As the global economy continues to stabilise, a new survey of 280 real estate agents and property developers suggests that tourism and accommodation has emerged as the sector of the commercial property market with the best short and medium term prospects within Australia.
Overall sentiment among 280 real estate agents, property developers, asset managers and property owners and investors who responded to the June Quarter NAB Quarterly Australian Commercial Property survey is mildly subdued, especially in the office market where a situation of over-supply is expected to persist and vacancy rates are expected to remain elevated.
But a combination of improved demand and limited supply is underpinning moderately stronger expectations regarding capital growth in CBD hotels, albeit with increases in room rates expected to remain below two per cent over the next two years.

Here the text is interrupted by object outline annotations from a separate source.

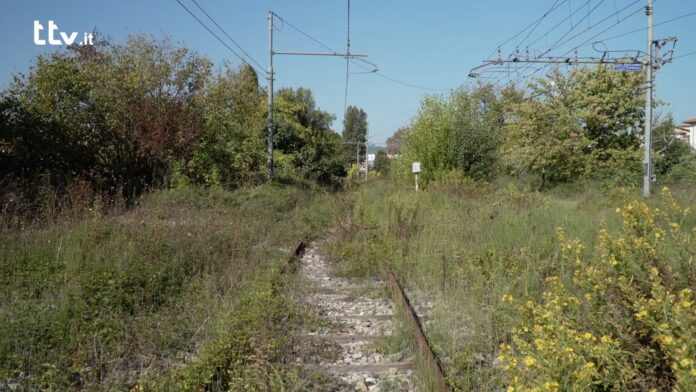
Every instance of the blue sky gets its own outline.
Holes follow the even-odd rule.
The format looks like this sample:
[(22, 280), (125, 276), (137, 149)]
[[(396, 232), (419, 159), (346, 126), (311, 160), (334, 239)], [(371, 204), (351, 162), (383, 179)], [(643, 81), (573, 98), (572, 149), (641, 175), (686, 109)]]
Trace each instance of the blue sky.
[[(192, 0), (182, 0), (205, 20)], [(346, 0), (198, 0), (208, 13), (254, 59), (268, 64), (267, 13), (273, 10), (293, 25), (337, 51), (346, 45)], [(473, 83), (467, 75), (502, 42), (555, 7), (521, 42), (523, 52), (542, 53), (555, 42), (578, 36), (548, 55), (561, 55), (606, 29), (593, 41), (646, 26), (639, 9), (647, 0), (486, 0), (413, 1), (352, 0), (352, 52), (369, 55), (383, 75), (427, 87), (405, 86), (374, 74), (350, 76), (348, 104), (368, 114), (371, 139), (384, 142), (398, 127), (406, 125), (418, 110), (423, 94), (447, 93), (448, 89)], [(58, 50), (33, 43), (33, 22), (47, 26), (48, 20), (61, 31), (82, 33), (97, 28), (115, 41), (129, 34), (169, 35), (208, 56), (216, 64), (234, 57), (204, 30), (175, 0), (122, 1), (20, 1), (4, 3), (0, 15), (3, 55), (0, 85), (6, 86), (14, 73), (26, 73), (41, 53)], [(621, 11), (621, 10), (624, 11)], [(619, 12), (621, 11), (621, 12)], [(660, 23), (696, 11), (691, 0), (656, 0), (655, 22)], [(617, 14), (618, 12), (618, 14)], [(588, 17), (584, 17), (588, 15)], [(206, 20), (207, 21), (207, 20)], [(212, 23), (207, 21), (214, 28)], [(320, 51), (322, 48), (277, 22), (277, 51)], [(675, 56), (696, 51), (696, 15), (656, 26), (655, 38), (677, 36)], [(583, 31), (587, 30), (583, 33)], [(505, 56), (527, 36), (529, 30), (502, 47)], [(547, 33), (547, 34), (544, 34)], [(568, 33), (568, 34), (567, 34)], [(45, 30), (43, 34), (46, 34)], [(536, 41), (536, 42), (535, 42)], [(611, 50), (642, 49), (646, 33), (639, 31), (604, 45)], [(604, 47), (602, 45), (602, 47)], [(591, 45), (580, 56), (594, 55)], [(320, 57), (275, 57), (277, 87), (308, 87), (318, 105), (336, 114), (334, 129), (340, 132), (344, 107), (345, 60)], [(351, 66), (352, 71), (360, 71)], [(663, 110), (676, 121), (696, 117), (696, 55), (675, 59), (657, 74), (657, 96), (668, 102)], [(505, 74), (503, 74), (505, 75)], [(503, 80), (503, 82), (506, 80)], [(437, 90), (441, 89), (441, 90)]]

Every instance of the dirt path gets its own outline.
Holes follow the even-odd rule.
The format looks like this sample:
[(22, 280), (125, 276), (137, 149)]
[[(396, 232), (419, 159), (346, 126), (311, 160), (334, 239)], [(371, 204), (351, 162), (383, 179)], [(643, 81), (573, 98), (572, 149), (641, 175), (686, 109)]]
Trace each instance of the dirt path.
[(394, 309), (384, 297), (384, 283), (337, 276), (312, 243), (300, 263), (306, 282), (304, 305), (316, 316), (307, 339), (324, 345), (310, 358), (338, 381), (336, 391), (412, 391), (413, 360), (407, 352), (389, 353), (385, 341), (394, 333)]

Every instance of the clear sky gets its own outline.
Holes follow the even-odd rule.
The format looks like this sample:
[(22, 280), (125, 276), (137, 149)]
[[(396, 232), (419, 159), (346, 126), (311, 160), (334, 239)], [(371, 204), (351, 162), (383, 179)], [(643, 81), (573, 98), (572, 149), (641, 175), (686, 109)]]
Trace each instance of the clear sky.
[[(215, 29), (192, 0), (181, 1)], [(197, 1), (264, 67), (268, 64), (269, 10), (336, 51), (345, 51), (347, 0)], [(472, 83), (467, 77), (469, 70), (530, 24), (536, 26), (534, 30), (528, 29), (503, 45), (503, 56), (520, 41), (520, 50), (524, 52), (529, 46), (532, 55), (543, 53), (560, 41), (563, 44), (547, 54), (559, 56), (599, 33), (590, 42), (641, 29), (646, 26), (646, 17), (640, 8), (646, 3), (647, 0), (352, 0), (352, 52), (369, 55), (368, 59), (379, 66), (382, 75), (427, 89), (399, 84), (375, 74), (353, 74), (348, 104), (367, 112), (371, 139), (384, 142), (398, 127), (409, 122), (423, 94), (447, 94), (449, 89)], [(540, 23), (533, 24), (550, 9), (553, 11)], [(695, 14), (685, 16), (690, 13)], [(655, 27), (655, 38), (671, 35), (679, 38), (675, 57), (696, 51), (696, 1), (655, 0), (656, 23), (680, 16), (685, 17)], [(115, 41), (123, 41), (134, 33), (169, 35), (173, 41), (208, 56), (215, 64), (225, 59), (234, 64), (240, 62), (176, 0), (6, 0), (0, 14), (1, 86), (6, 86), (14, 73), (26, 73), (36, 55), (57, 50), (34, 44), (34, 20), (44, 27), (53, 20), (60, 31), (79, 32), (78, 39), (83, 32), (94, 28)], [(277, 51), (322, 50), (290, 26), (276, 24)], [(46, 31), (42, 33), (45, 38)], [(607, 40), (599, 47), (604, 45), (611, 50), (645, 50), (646, 32)], [(588, 45), (579, 54), (597, 53)], [(351, 71), (360, 70), (351, 65)], [(276, 56), (275, 71), (277, 87), (311, 88), (318, 105), (336, 114), (333, 127), (341, 131), (344, 59)], [(675, 59), (658, 72), (657, 96), (669, 103), (666, 110), (674, 114), (675, 121), (696, 117), (696, 55)]]

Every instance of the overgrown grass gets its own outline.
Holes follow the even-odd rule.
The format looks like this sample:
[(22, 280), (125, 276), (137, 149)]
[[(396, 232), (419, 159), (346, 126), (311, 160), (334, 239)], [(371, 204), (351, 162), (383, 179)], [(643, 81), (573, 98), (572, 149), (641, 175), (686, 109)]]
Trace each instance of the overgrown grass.
[(292, 186), (185, 188), (2, 231), (0, 389), (217, 390), (289, 372), (281, 266), (339, 205)]
[[(560, 279), (564, 286), (559, 290), (567, 293), (565, 298), (557, 301), (568, 301), (568, 298), (577, 296), (582, 299), (586, 294), (583, 286), (574, 282), (589, 278), (576, 278), (577, 271), (594, 266), (600, 268), (606, 264), (603, 264), (603, 259), (608, 257), (602, 251), (606, 239), (599, 235), (600, 229), (604, 228), (616, 238), (635, 237), (626, 232), (625, 217), (617, 214), (615, 209), (630, 200), (640, 199), (638, 192), (616, 189), (607, 193), (592, 185), (570, 185), (538, 193), (515, 186), (510, 180), (500, 180), (492, 185), (459, 184), (452, 187), (435, 184), (425, 192), (415, 193), (388, 182), (375, 182), (356, 193), (351, 225), (339, 232), (329, 248), (346, 274), (378, 274), (388, 265), (396, 269), (408, 285), (436, 298), (433, 323), (427, 333), (444, 360), (446, 373), (455, 389), (543, 388), (544, 383), (539, 382), (543, 377), (550, 382), (546, 386), (554, 389), (558, 388), (558, 384), (551, 382), (554, 377), (575, 373), (570, 368), (561, 369), (552, 358), (546, 359), (550, 363), (543, 369), (538, 358), (533, 363), (534, 356), (540, 356), (533, 342), (540, 336), (517, 332), (525, 328), (531, 330), (541, 322), (535, 317), (527, 318), (525, 302), (531, 301), (538, 307), (549, 306), (547, 298), (555, 295), (554, 287), (558, 288), (553, 281), (550, 283), (549, 278)], [(696, 195), (688, 186), (683, 189), (673, 187), (672, 193), (684, 206), (696, 204)], [(666, 210), (671, 203), (669, 198), (656, 195), (646, 208), (650, 211), (655, 208)], [(695, 218), (694, 214), (682, 215), (678, 222), (680, 233), (691, 238)], [(657, 221), (656, 218), (653, 224), (669, 225), (669, 222)], [(559, 238), (558, 228), (563, 229), (563, 238)], [(661, 260), (659, 263), (666, 270), (672, 271), (665, 271), (664, 279), (677, 276), (675, 282), (667, 285), (668, 292), (677, 295), (685, 288), (696, 289), (693, 277), (684, 276), (694, 271), (691, 264), (695, 253), (693, 242), (677, 243), (675, 238), (663, 238), (665, 242), (656, 251), (656, 258)], [(585, 249), (580, 264), (564, 250), (569, 241), (582, 244)], [(650, 260), (625, 257), (622, 265), (644, 265)], [(607, 276), (621, 275), (608, 268), (607, 271)], [(631, 276), (626, 275), (627, 282)], [(570, 324), (574, 328), (592, 333), (597, 339), (604, 336), (602, 333), (609, 333), (609, 329), (599, 327), (602, 323), (628, 325), (635, 322), (631, 312), (638, 306), (640, 298), (631, 297), (629, 300), (627, 295), (620, 295), (624, 293), (623, 286), (617, 283), (618, 278), (613, 279), (616, 280), (606, 283), (604, 294), (609, 297), (609, 305), (593, 307), (585, 304), (572, 310), (563, 308), (555, 317), (572, 320)], [(649, 285), (639, 289), (647, 290), (645, 298), (652, 298)], [(540, 308), (536, 309), (539, 311)], [(620, 310), (620, 317), (608, 316), (612, 309)], [(626, 363), (635, 365), (636, 374), (650, 373), (646, 366), (651, 364), (666, 362), (669, 367), (674, 363), (672, 357), (660, 359), (659, 352), (647, 354), (647, 349), (643, 351), (631, 346), (658, 345), (654, 341), (658, 339), (657, 330), (645, 328), (641, 330), (645, 334), (641, 335), (644, 341), (638, 339), (638, 343), (631, 340), (638, 332), (629, 332), (629, 329), (612, 332), (617, 341), (623, 339), (623, 345), (617, 350), (635, 355), (633, 358), (629, 355), (628, 360), (633, 362)], [(685, 325), (683, 328), (674, 334), (691, 336), (696, 333), (696, 326)], [(532, 342), (531, 348), (525, 347), (525, 342)], [(509, 347), (509, 352), (503, 353), (501, 344), (507, 345), (504, 347)], [(509, 362), (511, 358), (514, 366)], [(621, 358), (627, 360), (627, 357)], [(598, 367), (602, 366), (598, 359), (592, 360)], [(628, 374), (629, 367), (621, 369)], [(608, 369), (604, 366), (603, 370)], [(653, 371), (644, 377), (622, 380), (626, 381), (623, 384), (602, 384), (598, 381), (600, 375), (596, 375), (591, 380), (595, 384), (579, 384), (578, 381), (565, 386), (575, 385), (577, 390), (592, 386), (665, 389), (678, 385), (675, 373), (669, 369)], [(612, 377), (611, 374), (604, 376)], [(618, 375), (614, 376), (619, 379)], [(569, 377), (568, 380), (573, 379)], [(693, 386), (681, 385), (682, 388), (683, 385)]]

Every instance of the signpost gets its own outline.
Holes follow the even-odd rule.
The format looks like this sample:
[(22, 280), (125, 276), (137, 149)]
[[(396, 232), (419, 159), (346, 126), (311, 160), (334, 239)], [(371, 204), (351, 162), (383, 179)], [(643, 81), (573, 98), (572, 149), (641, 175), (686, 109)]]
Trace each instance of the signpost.
[(411, 164), (411, 171), (413, 172), (413, 175), (416, 177), (416, 192), (418, 192), (418, 175), (420, 174), (420, 162), (413, 162)]

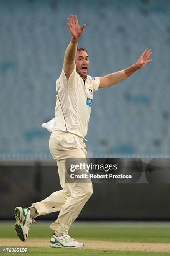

In recent years, hotel and accommodation operators have suffered as a ‘perfect storm’ of global instability; a weak domestic economy (outside of resources) and – until around 12 months ago – a relatively strong Australian dollar impacted the tourism market and caused occupancy rates to slide and growth in room rates to stall.
More recently, however, improving international conditions and a settling of the dollar at below parity terms with the US dollar saw overseas short-term arrivals jump by 11.3 per cent in the 12 months to May (ABS statistics), while domestic tourism numbers have started to rebound.
Accordingly, participants in the latest survey ranked both current and expected short-term future demand for rooms as either ‘good’ or ‘very good’ across all classes of traveller, and saw general conditions of undersupply both now and going forward.
Longer term, with Tourism Research Australia tipping average annual growth in foreign tourists of four per cent over the decade to 2023 (albeit with more modest growth of one per cent expected in the larger domestic tourism segment), prospects in the sector appear to be reasonably good.
Over the three years to 2016, for example, Deloitte Access Economics is tipping average annual growth rates of 3.4 per cent and 4.9 per cent in room rates and average revenue per available room respectively, with key growth markets centred around Sydney, Melbourne and Brisbane, Tropical North Queensland and Hobart.
Outside of hotels, however, sentiment dropped in all other segments of the market.
Survey participants are particularly pessimistic about the office market, where they see current and long term oversupply in practically every city.
NAB Group chief economist Alan Oster said sentiment across most markets had fallen, albeit with forward expectations improving marginally in retail.
“In contrast, office property continues to under-perform the broader market, especially in WA and Queensland, where survey respondents reported relatively large falls in capital values and rents amid elevated vacancy rates and market over-supply,” Oster said.
On the development side, fewer developers were looking to commence new works, with stock availability being a key cause for concern.